For some it can take a very small trigger for the psychosis to present itself and for others it can require a much larger one. It’s hard to classify when we have all of these different pathways into it. We’re not yet as sophisticated in understanding underlying causal pathways of psychosis as we hope to be.

What are the best available therapies for psychosis?

The one that has gained a lot of traction and has a strong, robust evidence base is cognitive behavioral therapy. It’s what we do in our clinic. The core component, if practiced well, is about working with the individual to help them create meaning out of their experience. 

It’s never about the therapist coming in and saying, “You have schizophrenia and until you accept that we can’t do anything.” It’s more about, “What did this mean to you, and how are you making sense of it?” 

Whatever meaning we can create that helps someone get back to a way of living that is aligned with who they are and the values they have, that’s what we’re doing.
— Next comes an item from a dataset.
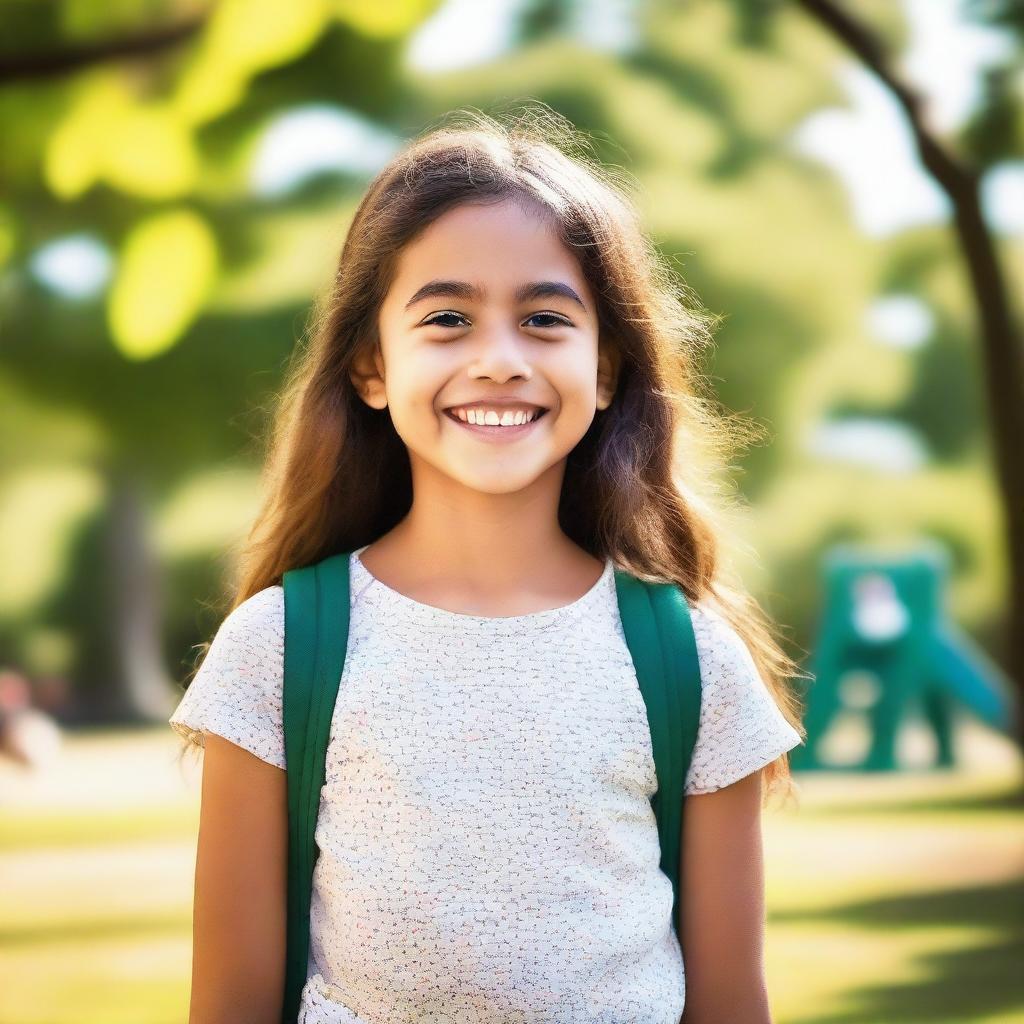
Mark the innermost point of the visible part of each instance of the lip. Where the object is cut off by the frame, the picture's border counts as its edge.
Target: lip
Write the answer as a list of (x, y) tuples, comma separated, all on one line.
[(492, 432)]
It’s a lot of identity formation and the understanding of self in relation to the experience of psychosis.

There appear to be a growing number of resources dedicated to this. Are levels of understanding and acceptance following?

There is definitely more federal and state funding available than there used to be. We’re certainly seeing things change. However, we need to train a clinical workforce and pay them adequately. There’s been big growth in the kind of coordinated specialty care we provide. It’s now found in every state but still isn’t available for all young people with a recent onset of psychosis and it should be.

In addition, the mainstream openness to talking about depression and anxiety, with celebrities really endorsing the importance of therapy and youth mental health care, is creating a sea change. It just takes longer to get to there with conditions like psychosis, where people perceive it as being something more extreme. It’s moving in the right direction but we need to keep being proactive about knowledge and education to the population at large, highlighting that psychosis is an understandable, and treatable, experience and that recovery is very possible.

Shannon Pagdon helped launch a program called Psychosis Outside The Box, which emphasizes the importance of direct accounts from people who have experienced psychosis. If you or a loved one is experiencing a mental health crisis, the U.S. national suicide and crisis lifeline is available by calling or texting 988 or by chatting at 988lifeline.org.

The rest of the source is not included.